Caveat: the following may apply to full stack engineering, but is largely focused on the problems technical teams face when building internal tooling.
The distribution of engineering work reflects productivity
Before we dive in, we need to discuss how a technical problem and solution even come to be. The first obvious task is to find the right problems to solve - for the sake of argument, assume this is already done by a product manager. Next, once a problem is given to a technical team, the engineer assigned must figure out how to solve this problem. It may involve writing new code, removing old code, purchasing software, or something different altogether (like an architectural, graphic, or configuration change).
In the case of internal tooling, oftentimes the problem must be solved by updating an existing tool or building a new one. This is oftentimes not the case for external software, which has many more constraints, stakeholders, moving parts, and areas of optimization. Moving forward, this article assumes the solution is already identified to involve writing or editing code.
When it comes to coding: we have to start by discussing how engineers spend their time generally when it comes to writing and maintaining solutions put out into the world. The activities are listed from highest value to lowest value - while the last tasks are lowest value, they are still critical and necessary.
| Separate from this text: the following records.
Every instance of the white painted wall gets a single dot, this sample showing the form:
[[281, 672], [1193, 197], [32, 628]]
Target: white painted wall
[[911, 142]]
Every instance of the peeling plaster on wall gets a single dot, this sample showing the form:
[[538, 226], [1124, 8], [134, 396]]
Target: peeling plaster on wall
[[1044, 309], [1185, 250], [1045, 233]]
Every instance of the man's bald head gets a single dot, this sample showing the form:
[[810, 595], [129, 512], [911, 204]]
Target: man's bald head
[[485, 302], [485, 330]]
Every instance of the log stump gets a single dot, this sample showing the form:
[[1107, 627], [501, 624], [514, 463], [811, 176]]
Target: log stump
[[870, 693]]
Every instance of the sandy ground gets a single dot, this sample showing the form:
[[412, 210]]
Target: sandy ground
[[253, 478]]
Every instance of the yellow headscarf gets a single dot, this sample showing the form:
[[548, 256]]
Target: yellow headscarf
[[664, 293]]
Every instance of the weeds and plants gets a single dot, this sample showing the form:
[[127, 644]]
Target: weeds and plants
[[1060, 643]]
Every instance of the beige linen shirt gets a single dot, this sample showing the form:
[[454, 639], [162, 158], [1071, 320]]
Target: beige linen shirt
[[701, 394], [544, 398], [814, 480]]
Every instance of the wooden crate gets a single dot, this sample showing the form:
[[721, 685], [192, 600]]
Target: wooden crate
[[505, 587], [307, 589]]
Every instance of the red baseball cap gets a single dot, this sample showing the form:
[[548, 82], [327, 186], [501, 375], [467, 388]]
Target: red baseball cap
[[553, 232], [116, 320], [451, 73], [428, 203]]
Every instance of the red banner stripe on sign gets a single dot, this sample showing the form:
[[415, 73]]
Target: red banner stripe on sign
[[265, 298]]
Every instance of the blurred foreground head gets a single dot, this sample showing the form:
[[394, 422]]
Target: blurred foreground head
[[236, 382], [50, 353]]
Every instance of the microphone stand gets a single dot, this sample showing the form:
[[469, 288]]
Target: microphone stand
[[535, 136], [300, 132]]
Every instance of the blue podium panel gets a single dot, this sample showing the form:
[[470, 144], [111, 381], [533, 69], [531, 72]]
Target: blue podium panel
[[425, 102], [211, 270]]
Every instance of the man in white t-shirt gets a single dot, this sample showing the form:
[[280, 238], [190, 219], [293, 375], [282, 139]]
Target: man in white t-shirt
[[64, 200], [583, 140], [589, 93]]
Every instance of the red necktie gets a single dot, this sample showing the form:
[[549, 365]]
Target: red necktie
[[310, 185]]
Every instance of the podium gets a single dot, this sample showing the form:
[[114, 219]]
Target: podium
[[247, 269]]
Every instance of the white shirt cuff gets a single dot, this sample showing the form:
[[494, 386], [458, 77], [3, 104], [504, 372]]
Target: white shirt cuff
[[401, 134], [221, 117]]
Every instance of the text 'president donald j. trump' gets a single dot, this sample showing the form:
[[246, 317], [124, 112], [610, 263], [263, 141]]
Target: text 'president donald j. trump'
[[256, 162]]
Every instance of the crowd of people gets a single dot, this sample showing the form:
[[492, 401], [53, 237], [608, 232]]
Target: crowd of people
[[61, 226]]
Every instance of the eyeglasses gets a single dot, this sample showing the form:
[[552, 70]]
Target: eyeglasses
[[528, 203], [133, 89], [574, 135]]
Efficient teams spend more time on high value tasks and less time on low value work, while maintaining the same level of resiliency.
Where engineering time should go
🟩 Solve net-new problems. This is the most value-driving activity of any software, data, or platform engineer. The more time spent working on net-new problems with new features or dashboards, the more perceived value your team has.
🟩 Improvements to existing problems. While similar to the first bullet, substantially different because some problems do not involve new features, rather incremental improvements to existing systems with dramatic results for the end user. This item, like the first, involves critical thinking and editing code.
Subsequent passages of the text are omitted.